Apart from the international economic crisis in 2008-2009 and the short relapse in 2012, we do not observe a downwards trend in this indicator which assesses the general performance of the manufacturing sector. Indeed, the unemployment rate has reached its lowest value (4.2%) in Germany since the reunification (Figure 4).
Renewables have a twofold effect on electricity prices: whilst on one hand they contribute to reducing the pool price of electricity, retail prices increase due to the cost of support policies.

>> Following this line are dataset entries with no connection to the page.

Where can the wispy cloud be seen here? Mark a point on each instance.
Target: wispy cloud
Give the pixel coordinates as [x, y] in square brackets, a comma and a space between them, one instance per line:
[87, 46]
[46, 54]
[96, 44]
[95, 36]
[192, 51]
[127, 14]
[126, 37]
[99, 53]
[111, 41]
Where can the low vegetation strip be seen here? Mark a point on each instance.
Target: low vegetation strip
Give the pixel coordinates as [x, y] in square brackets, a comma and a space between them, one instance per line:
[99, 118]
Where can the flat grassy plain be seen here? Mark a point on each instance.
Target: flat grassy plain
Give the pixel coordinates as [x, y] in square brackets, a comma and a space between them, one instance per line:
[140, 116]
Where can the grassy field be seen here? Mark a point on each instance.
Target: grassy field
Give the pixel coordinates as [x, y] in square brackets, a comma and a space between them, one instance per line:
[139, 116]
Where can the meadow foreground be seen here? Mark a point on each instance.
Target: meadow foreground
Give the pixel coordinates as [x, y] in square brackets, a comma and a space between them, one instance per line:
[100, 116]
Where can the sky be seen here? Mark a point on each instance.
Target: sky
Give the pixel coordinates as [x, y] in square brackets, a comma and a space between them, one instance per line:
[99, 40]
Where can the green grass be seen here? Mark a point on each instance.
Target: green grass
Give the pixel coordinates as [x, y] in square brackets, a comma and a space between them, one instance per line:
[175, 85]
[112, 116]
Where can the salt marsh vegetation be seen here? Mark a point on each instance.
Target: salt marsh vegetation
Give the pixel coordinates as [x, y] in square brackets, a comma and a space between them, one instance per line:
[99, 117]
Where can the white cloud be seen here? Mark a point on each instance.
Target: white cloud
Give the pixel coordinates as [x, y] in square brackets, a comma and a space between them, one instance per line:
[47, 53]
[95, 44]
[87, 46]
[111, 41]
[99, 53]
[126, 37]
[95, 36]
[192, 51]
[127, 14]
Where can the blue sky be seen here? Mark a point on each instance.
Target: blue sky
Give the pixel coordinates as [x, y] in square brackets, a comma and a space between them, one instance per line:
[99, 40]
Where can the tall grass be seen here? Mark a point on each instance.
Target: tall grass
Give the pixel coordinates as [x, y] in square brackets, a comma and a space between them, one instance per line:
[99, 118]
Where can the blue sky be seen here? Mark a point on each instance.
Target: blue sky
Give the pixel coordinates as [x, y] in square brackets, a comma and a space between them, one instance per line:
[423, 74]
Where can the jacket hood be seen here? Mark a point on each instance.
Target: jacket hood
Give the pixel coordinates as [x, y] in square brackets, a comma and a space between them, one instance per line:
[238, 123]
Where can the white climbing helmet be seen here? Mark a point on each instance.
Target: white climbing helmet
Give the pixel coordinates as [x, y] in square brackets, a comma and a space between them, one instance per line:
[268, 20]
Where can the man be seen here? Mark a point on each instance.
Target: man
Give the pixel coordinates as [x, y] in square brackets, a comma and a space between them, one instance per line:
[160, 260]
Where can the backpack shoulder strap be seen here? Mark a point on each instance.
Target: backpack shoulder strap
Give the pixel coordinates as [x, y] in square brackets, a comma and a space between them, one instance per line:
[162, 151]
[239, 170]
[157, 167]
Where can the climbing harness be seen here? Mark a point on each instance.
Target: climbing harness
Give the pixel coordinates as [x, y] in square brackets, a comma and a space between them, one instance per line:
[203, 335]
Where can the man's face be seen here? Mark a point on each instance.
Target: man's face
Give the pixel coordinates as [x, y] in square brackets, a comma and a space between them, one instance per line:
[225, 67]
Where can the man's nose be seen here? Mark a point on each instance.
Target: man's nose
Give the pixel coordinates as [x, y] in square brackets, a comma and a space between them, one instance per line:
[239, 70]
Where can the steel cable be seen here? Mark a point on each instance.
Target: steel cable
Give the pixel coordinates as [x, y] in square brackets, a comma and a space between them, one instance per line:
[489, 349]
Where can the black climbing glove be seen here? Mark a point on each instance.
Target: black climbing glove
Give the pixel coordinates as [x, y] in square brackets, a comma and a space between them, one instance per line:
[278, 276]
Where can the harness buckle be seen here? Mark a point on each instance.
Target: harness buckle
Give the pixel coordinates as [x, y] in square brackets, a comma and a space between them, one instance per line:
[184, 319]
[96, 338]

In the long term, as long as support levels decrease, the retail price will tend to stabilize again whilst the decreasing effect in the wholesale market will prevail.
Finally, although certainly higher electricity prices harm competitiveness as is conventionally understood, they better reflect the real cost of energy, and incentivize energy efficiency, which is another objective defined in the EU strategy 2020. Moreover, when dynamically understood, environmental standards can even improve competitiveness. As Porter and van der Linde puts it:
“Properly designed environmental standards can trigger innovations that lower the total cost of a product or improve its value. Such innovations allow companies to use a range of inputs more productively—from raw materials to energy to labor—thus offsetting the costs of improving environmental impact and ending the stalemate. Ultimately, this enhanced resource productivity makes companies more competitive, not less.”
The above discussion does not mean that solar is the panacea. Other measures (such as smart consumption and energy efficiency) and technologies will be needed to achieve a sustainable (in economic and environmental terms) energy supply. But it is clear provided the evidence mentioned above that solar will be a significant part of the solution.
Javier López Prol is currently pursuing a PhD in Economics at the Wegener Center for Climate and Global Change, University of Graz, Austria. He is focusing on the transformations to a low carbon economy, mainly in the energy sector and with special attention to the photovoltaic technology.